3 thoughts on “The Wandering Review: ‘The Lady in Number 6’”

  1. Henry Greenspan

    There are many things that could be said about this film. I will simply say that it is unfortunate that our understanding of survivors tends to be divided between traumatized victims–guilty, ghostly, and afraid–and triumphant “celebrants of the human spirit.” Alice is the perfect person (at least as represented in the film) to stand for the second category. But most survivors, like most everyone else, are more complex and multi-faceted. It will be unfortunate if Alice’s unique story offers one more support to a two-dimensional caricature in lieu of engaging with the the actual people that survivors are–our brothers and sisters, no less complicated, engaging, and beloved.
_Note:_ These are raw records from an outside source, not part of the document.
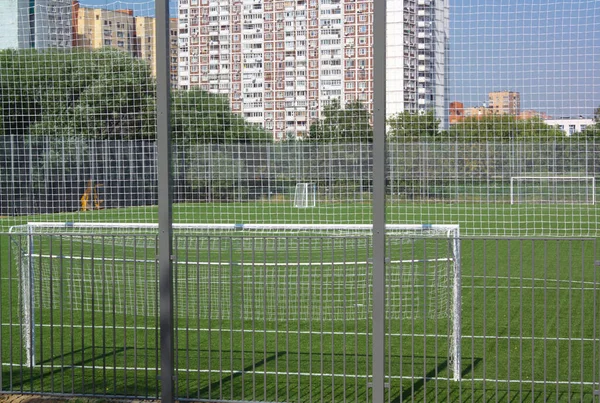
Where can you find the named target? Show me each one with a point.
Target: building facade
(281, 62)
(570, 125)
(504, 103)
(39, 24)
(96, 28)
(145, 40)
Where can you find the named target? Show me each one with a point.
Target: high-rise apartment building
(96, 28)
(39, 24)
(145, 36)
(281, 62)
(173, 50)
(504, 103)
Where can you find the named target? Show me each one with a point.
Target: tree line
(108, 94)
(352, 123)
(105, 94)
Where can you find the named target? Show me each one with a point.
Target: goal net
(239, 272)
(305, 195)
(553, 189)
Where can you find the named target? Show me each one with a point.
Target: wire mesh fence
(434, 181)
(327, 122)
(289, 318)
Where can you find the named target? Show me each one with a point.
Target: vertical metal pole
(165, 198)
(379, 196)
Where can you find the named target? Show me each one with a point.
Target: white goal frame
(514, 180)
(305, 195)
(400, 231)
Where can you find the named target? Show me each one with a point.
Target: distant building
(282, 62)
(39, 24)
(477, 112)
(456, 112)
(570, 125)
(504, 103)
(145, 36)
(173, 49)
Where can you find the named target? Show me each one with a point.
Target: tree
(503, 128)
(201, 117)
(105, 94)
(339, 125)
(411, 126)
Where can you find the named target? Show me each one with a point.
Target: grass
(529, 312)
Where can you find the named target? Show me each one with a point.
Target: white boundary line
(337, 333)
(319, 374)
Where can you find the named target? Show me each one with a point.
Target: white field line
(319, 374)
(465, 285)
(282, 331)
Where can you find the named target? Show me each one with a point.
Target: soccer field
(286, 316)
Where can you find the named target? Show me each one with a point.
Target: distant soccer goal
(266, 272)
(553, 189)
(305, 195)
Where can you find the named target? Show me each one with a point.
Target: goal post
(305, 195)
(553, 189)
(264, 272)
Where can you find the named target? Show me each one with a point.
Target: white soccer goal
(265, 272)
(553, 189)
(305, 195)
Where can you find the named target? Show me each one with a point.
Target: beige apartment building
(145, 37)
(96, 28)
(504, 103)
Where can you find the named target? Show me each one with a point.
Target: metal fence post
(379, 196)
(165, 198)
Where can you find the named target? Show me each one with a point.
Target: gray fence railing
(48, 176)
(259, 318)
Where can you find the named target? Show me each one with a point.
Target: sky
(547, 50)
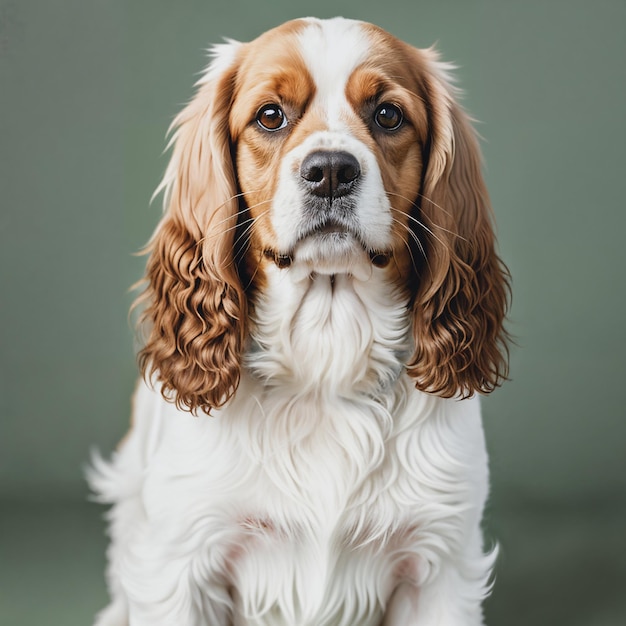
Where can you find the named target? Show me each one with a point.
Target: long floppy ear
(194, 306)
(463, 291)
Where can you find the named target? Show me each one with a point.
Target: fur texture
(324, 283)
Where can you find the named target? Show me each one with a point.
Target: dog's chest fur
(311, 474)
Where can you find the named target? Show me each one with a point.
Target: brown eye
(388, 116)
(271, 117)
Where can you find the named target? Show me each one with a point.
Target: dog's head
(328, 145)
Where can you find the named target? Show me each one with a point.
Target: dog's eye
(388, 116)
(271, 117)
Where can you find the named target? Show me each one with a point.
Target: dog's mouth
(330, 243)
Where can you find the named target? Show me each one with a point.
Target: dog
(323, 304)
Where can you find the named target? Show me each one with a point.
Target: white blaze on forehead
(332, 50)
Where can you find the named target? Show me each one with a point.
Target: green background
(87, 90)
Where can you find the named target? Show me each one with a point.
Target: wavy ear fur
(194, 307)
(463, 287)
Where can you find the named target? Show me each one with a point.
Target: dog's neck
(342, 334)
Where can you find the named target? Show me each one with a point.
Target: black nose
(330, 174)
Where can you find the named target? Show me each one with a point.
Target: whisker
(422, 225)
(421, 195)
(415, 238)
(223, 232)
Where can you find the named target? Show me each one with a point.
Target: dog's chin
(333, 252)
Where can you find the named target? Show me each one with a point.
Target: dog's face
(327, 145)
(330, 131)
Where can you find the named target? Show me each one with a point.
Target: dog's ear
(194, 306)
(463, 287)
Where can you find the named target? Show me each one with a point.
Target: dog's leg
(451, 596)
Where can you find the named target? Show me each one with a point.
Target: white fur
(328, 491)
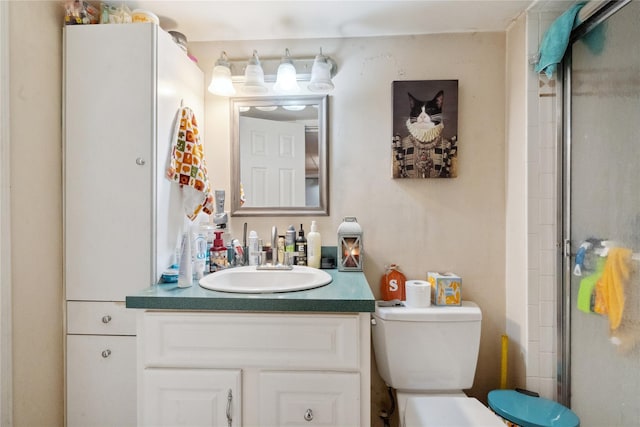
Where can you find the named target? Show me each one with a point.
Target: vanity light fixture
(250, 76)
(221, 77)
(286, 79)
(254, 76)
(321, 74)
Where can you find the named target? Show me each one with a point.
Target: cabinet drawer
(309, 398)
(100, 318)
(101, 381)
(294, 341)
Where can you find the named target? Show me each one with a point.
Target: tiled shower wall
(542, 136)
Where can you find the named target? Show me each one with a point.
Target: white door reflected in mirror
(279, 156)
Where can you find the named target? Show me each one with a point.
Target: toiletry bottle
(392, 284)
(254, 249)
(301, 248)
(199, 255)
(280, 250)
(185, 271)
(218, 253)
(314, 247)
(290, 239)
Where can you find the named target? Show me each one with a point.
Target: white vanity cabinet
(123, 86)
(281, 369)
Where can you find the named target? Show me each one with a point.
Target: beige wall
(456, 224)
(516, 207)
(36, 212)
(422, 225)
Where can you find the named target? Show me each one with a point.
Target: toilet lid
(449, 411)
(530, 411)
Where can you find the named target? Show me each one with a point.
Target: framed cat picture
(425, 129)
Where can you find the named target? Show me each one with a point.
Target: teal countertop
(348, 292)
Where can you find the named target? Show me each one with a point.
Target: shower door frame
(563, 377)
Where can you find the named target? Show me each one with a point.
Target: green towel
(556, 39)
(587, 287)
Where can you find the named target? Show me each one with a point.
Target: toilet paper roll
(418, 293)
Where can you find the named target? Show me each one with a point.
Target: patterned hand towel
(188, 167)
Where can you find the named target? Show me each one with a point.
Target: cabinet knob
(308, 416)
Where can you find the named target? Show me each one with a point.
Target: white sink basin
(249, 280)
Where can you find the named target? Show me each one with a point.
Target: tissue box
(446, 288)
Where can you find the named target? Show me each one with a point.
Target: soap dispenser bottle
(314, 247)
(301, 248)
  2. Well, “The Lady in Number 6” did win an Oscar last night, though the person accepting had not a single word to say about the Holocaust.

    I much appreciate that you mention other musicians who survived the German concentration camps and the fact that infinitely more talented people were murdered than survived. I also commend your last paragraph for its sensitive and accurate assessment of survival and its aftermath. As a survivor of six German concentration camps, I know exactly what you are talking about.

    Peter Kubicek
    Author of “Memories of Evil — Recalling a World War II Childhood”

  3. Thank you for a good review and an interesting article. I was unaware of the film and will look for it.